As with any marriage or long-term relationship, conflict with a coworker, supervisor, or manager is inevitable. Managed intelligently, conflict can turn from a hair-raising dilemma to an important building block toward progress and innovation. In her book How to Handle Conflict & Confrontation, Peg Pickering provides a list of “Five Emotional Don’ts” to help productively engage unavoidable office fisticuffs:
  1. Don’t Get in a Power Struggle.
    Pickering writes that “authority increases when you empower others instead of getting into power struggles.” Give away power, don’t hoard it. Avoid daily jousting sessions, and instead knight challengers to your authority.
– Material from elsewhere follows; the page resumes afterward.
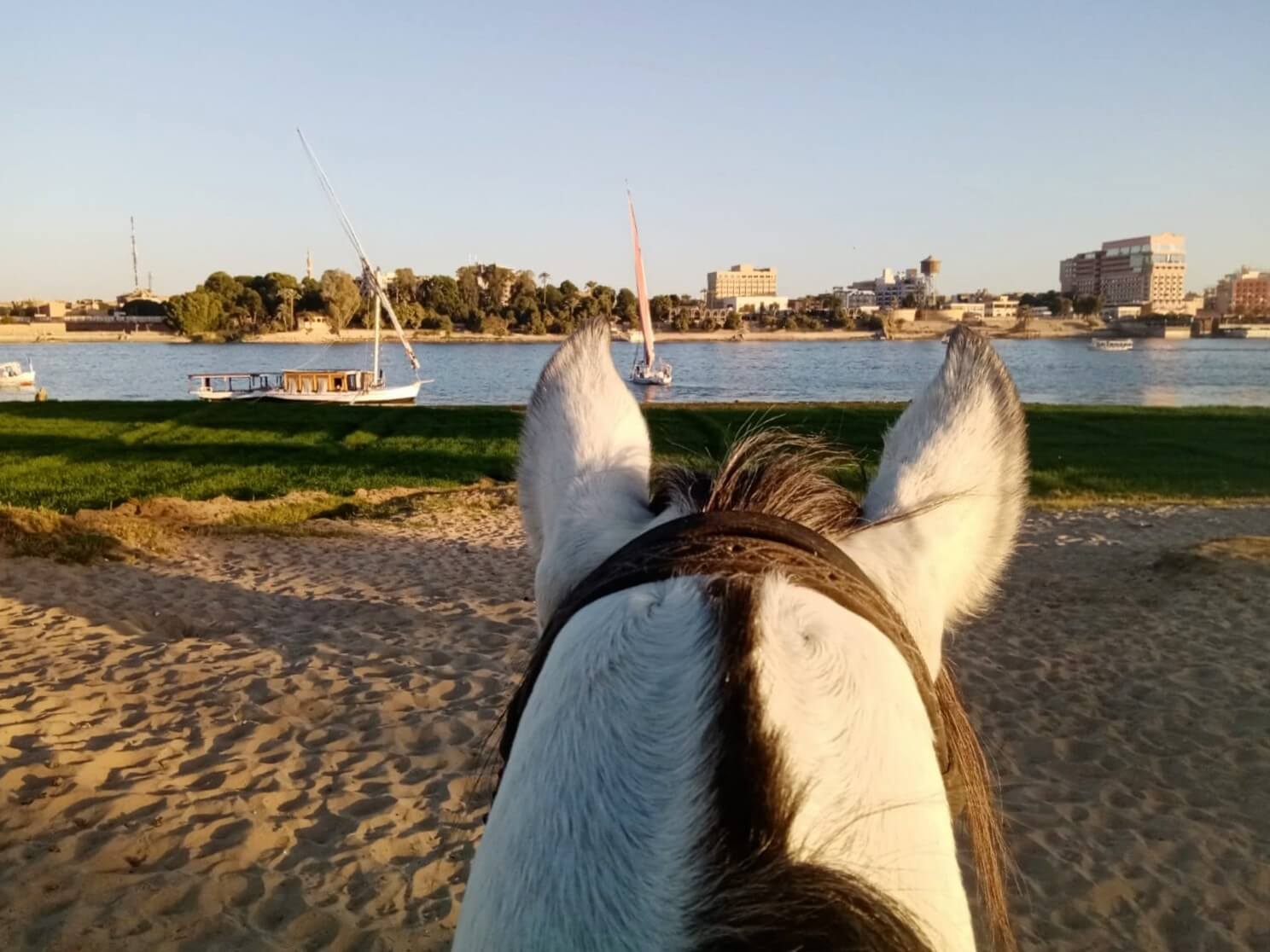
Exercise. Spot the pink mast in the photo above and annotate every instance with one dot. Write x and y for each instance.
(645, 317)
They’ll feel in control of the issues or events at hand, and you won’t have to go medieval on anyone.
  1. Don’t Detach From the Conflict.
    Ignoring a problem at the office can be like turning a blind eye to the leak in your basement. It may seem insignificant now, but in a week or two you may find yourself wading through a torrential mess. Pickering observes that tackling problems at their outset is a way to monitor and control conflict. Without demonstrable concern, she warns, there is no chance of discovering the potential opportunities embedded in many conflicts.
  1. Don’t Let Conflict Establish Your Agenda.
    With a busy schedule full of time-sensitive tasks, the slightest detour can wreak havoc on your project and time management. Pay close attention to how much time you spend on managing conflict. Pickering advises arriving at each conflict with the knowledge of the goals and direction in which you’d like to move. Identify and manage consistent offenders or woe-is-me employees who monopolize your time.
  1. Don’t “Awfulize.”
    Don’t bring your hippie paranoia to the negotiating table. The higher the intensity of the conflict, Pickering reminds us, the more we tend to assume worst-case scenarios and lose the perspective required to solve complex problems. Remember that people are rarely as benevolent as they might seem; and, conversely, they’re not nearly as cold-heartedly calculated as we sometimes assume.
  1. Don’t Be Fooled by Projection.
    You remember this tidbit from Psych 101: Projecting your emotions and insecurities onto other people can function as a spiritual release. Now translate that lesson to the workplace. The accusation that Person X slings across the boardroom table at Person Y may be nothing more than an unconscious attempt to veil his or her own flawed approach. You’ll be more effective during conflict if you keep this trusty psychological truism in mind.

It’s easy to shrink like a violet from office conflict. By avoiding emotional snafus, you’ll be blossoming into a staid, workplace warrior in no time.